Exechon CEO presents in SAE conference

Updated: 2008/10/4


Karl-Erik Neumman, CEO of the Exechon Group, and Al Bolen, marketing director of the Exechon Group for North America, attended the SAE Aerospace Manufacturing and Automated Fastening Conference & Exhibition held in North Charleston, SC, USA in September 17, 2008, and presented a paper in the Advanced Robotics Applications session. Below is the abstract of the paper. To download the full article, click here.



Adaptive In-Jig High Load Exechon Machining & Assembly Technology

The high requirements for complete machining and assembly in jigs, replacing traditional pre-machining of individual components prior to assembly, is boosting the development of new machining technologies, such as flexible and mobile machining equipment and new tools and processes.

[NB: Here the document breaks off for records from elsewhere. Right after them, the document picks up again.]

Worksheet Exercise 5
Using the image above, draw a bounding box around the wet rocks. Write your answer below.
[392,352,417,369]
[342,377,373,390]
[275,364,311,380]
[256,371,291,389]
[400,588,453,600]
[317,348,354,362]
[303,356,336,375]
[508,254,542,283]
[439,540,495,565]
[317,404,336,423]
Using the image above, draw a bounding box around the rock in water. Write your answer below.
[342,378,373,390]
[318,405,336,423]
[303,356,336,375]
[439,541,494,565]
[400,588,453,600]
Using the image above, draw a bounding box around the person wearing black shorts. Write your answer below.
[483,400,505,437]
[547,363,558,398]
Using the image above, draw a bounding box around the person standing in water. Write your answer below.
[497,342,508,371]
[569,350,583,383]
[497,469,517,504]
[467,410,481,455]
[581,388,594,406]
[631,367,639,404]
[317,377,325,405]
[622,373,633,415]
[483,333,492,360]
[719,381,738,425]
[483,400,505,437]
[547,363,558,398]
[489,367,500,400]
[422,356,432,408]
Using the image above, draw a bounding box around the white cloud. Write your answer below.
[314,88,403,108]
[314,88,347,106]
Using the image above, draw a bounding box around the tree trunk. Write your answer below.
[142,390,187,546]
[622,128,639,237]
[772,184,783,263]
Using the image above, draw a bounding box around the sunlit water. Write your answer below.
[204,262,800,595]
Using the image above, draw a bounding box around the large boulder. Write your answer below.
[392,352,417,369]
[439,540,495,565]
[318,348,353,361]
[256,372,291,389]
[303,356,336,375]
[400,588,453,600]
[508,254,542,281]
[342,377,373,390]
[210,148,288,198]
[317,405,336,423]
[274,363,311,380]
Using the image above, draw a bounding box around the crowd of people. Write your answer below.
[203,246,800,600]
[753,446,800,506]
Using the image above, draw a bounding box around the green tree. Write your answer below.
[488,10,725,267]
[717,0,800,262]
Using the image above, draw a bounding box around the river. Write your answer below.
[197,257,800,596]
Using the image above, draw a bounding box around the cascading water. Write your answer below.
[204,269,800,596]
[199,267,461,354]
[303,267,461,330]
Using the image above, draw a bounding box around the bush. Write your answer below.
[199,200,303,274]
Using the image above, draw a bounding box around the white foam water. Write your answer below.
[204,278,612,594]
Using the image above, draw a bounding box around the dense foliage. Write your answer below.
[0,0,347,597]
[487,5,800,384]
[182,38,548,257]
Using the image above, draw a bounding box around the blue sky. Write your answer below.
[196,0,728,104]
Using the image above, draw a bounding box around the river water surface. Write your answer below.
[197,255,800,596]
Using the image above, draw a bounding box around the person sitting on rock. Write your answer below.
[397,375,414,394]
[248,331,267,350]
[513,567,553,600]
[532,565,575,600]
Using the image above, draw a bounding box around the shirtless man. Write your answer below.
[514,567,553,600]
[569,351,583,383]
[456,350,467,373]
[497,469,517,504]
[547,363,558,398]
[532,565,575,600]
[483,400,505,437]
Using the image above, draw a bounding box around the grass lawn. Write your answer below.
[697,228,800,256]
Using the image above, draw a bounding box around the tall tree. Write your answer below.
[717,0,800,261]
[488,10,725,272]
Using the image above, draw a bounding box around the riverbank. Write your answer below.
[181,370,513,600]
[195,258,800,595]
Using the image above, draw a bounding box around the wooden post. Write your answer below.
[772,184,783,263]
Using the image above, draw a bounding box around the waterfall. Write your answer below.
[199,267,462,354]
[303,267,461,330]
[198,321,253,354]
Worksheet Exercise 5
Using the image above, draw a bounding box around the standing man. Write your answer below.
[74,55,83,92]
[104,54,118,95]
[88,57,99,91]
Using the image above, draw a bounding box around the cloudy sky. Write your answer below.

Tomorrow"s airplanes are designed around large sub-components with vast tolerances, that is impossible to pre-machine prior to assembly, but has to be machined in the assembly jigs, using adaptive machines with the capability to drill up to 1,5 inches diameter and 8 inches deep holes in titanium in one shot, without deforming the component being drilled.

The machines and processes must also have the capability to circular interpolate holes from 1/4 inch up to 2,5 inches in stack material, consisting of titanium, aluminum and carbon fiber, maintaining tolerances of H7 without delamination and/or deformation of the components.

An increased demand for high productivity also increases the demand for machines with the flexibility to perform all the required processes previously described, using the same spindle and adaptive control for all types of In-Jig machining, and for all types of material.

The large component design also emphasizes the requirements for machining not only all type of holes, but also from all sides of the assembled part, e.g., top side, bottom side and root end of a wing box, and as a consequence the machines must be mobile and/or agile enough to be mounted in various positions around such wing box

The jigs that can hold all these large components together prior to machining and assembly, has a tendency to be very space consuming, and leaves a minimum of space left for the machine equipment, which in its turn put high demands on the size and accessibility of the machines used for top, bottom and root end machining.